Je suis une grande partisane de tout ce qui implique de jouer, alors de Mozart en passant par Puccini, Purcell, Strauss, Massenet, Haendel, Offenbach… je suis servie ! Avec l’opéra et la musique de façon générale, nous sommes servis : il y a toujours un texte et des émotions à faire passer.
Vous vous considérez comme chanteuse ou chanteuse lyrique ? Quelle est la différence entre les deux métiers ?
Oui je suis chanteuse lyrique. Cela implique que je chante évidemment de la musique dite “classique”, mais nous vivons dans une époque bel et bien actuelle. La musique étant un art vivant, cela implique qu’elle évolue également, donc oui, cela emmène à chanter du contemporain, des créations. Comme nos confrères de la variété, un chanteur peut également créer sa musique et son univers, son propre spectacle. Personnellement, je suis plus une interprète impliquant ma réflexion et mon ressenti sur une musique donnée que compositrice, du moins pour l’instant. Cependant, il m’est arrivé de créer mon propre spectacle. La vie réservant son lot de surprises, j’ai suffisamment de projets qui me demandent de l’investissement alors j’y reviendrai plus tard.
Est-ce qu’il vous arrive de faire des concerts de variété ?
Plus maintenant, j’ai donné mon corps et mon âme à un autre type de vocalité qui convient à mon instrument.
Quelles ont été pour vous les conséquences de la crise sanitaire ?

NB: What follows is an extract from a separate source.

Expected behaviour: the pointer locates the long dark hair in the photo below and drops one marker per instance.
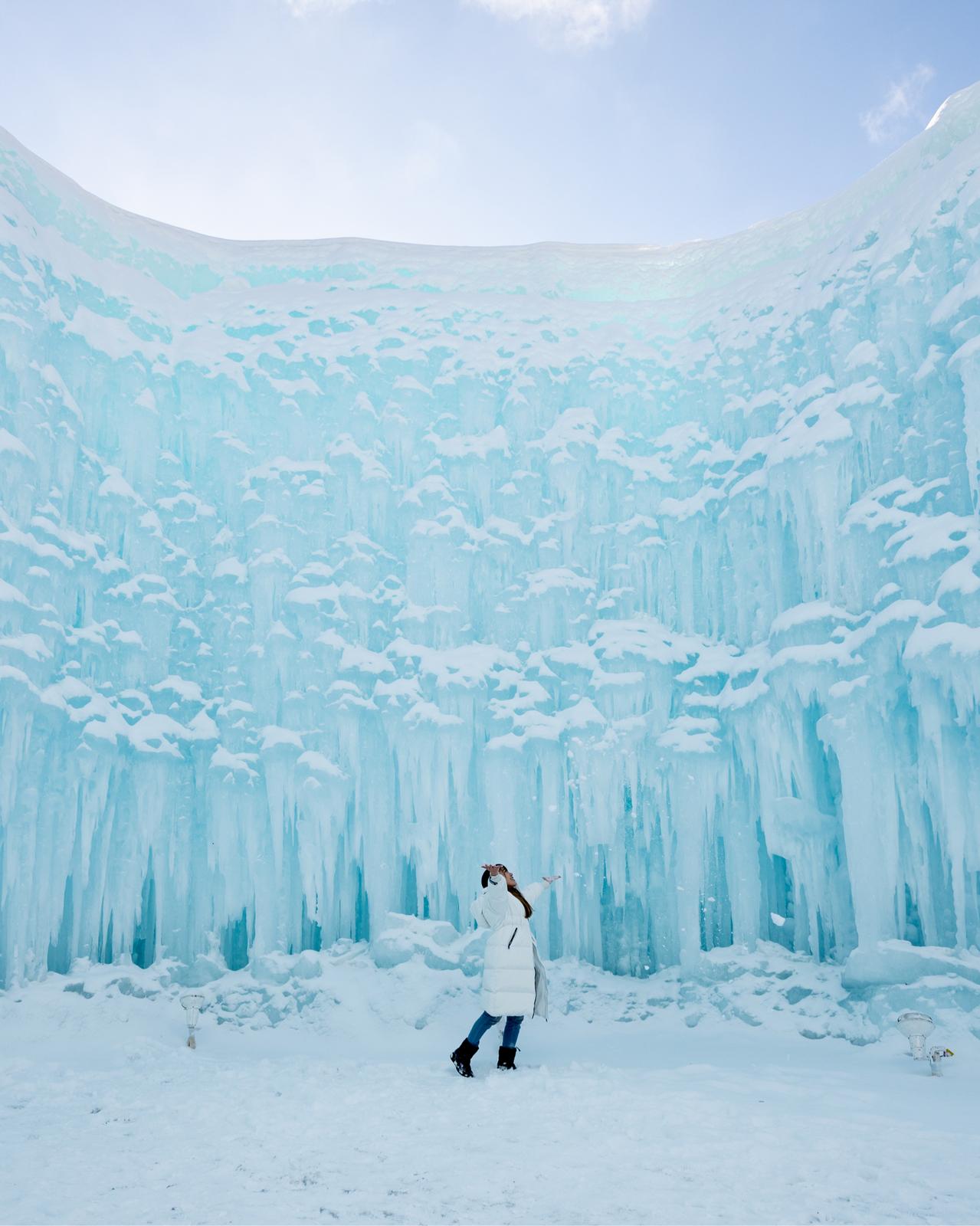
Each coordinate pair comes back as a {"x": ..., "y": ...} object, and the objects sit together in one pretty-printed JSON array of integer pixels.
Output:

Comme pour beaucoup d’autres, j’ai vu mon agenda devenir subitement blanc et j’ai eu beaucoup de temps sans pouvoir en profiter comme je le voulais. Lorsque nous sommes dans un moment libre de notre agenda, généralement on se réfugie chez nos proches, nos amis, alors que là ce n’était pas possible. Néanmoins, j’en ai profité pour monter beaucoup de répertoires, entretenir un rythme de travail personnel que les voyages et répétitions peuvent parfois freiner… Mais miracle, ou fruit du travail, quand les nuages se dissipent il y a toujours un peu d’herbe qui repousse. Le soleil revient vite, et j’espère que ça durera.
Quels sont vos projets en ce moment, pour l’après-confinement ?
Concernant mes projets, je travaille pour une opérette de Maurice Yvain. Nous la jouerons à l’Auguste Théâtre (Paris XIe) dès que cela sera possible. Je serai également dans la création Opus Lunae en janvier, l’opérette Les travaux d’Hercule de Terrasse au Grand-Lemps en avril et mai. Cet été, je travaillerai avec l’Ensemble Maja et il y a encore d’autres surprises en suspension que j’espère voir être confirmées.
Quelle serait votre ambition ? Imaginez-vous votre carrière d’une manière particulière ?
Je souhaite chanter encore et toujours, de mieux en mieux et sereine. Rien n’est acquis et tout est possible ! Il faut continuer de trouver sa voie et de chercher des projets et des partenariats nourrissants. Les concours sont un bon moyen de se présenter et une occasion de chanter alors, pourquoi refuser ? Je crève d’envie de chanter encore sur des grandes scènes… Nous verrons bien où le vent nous mène.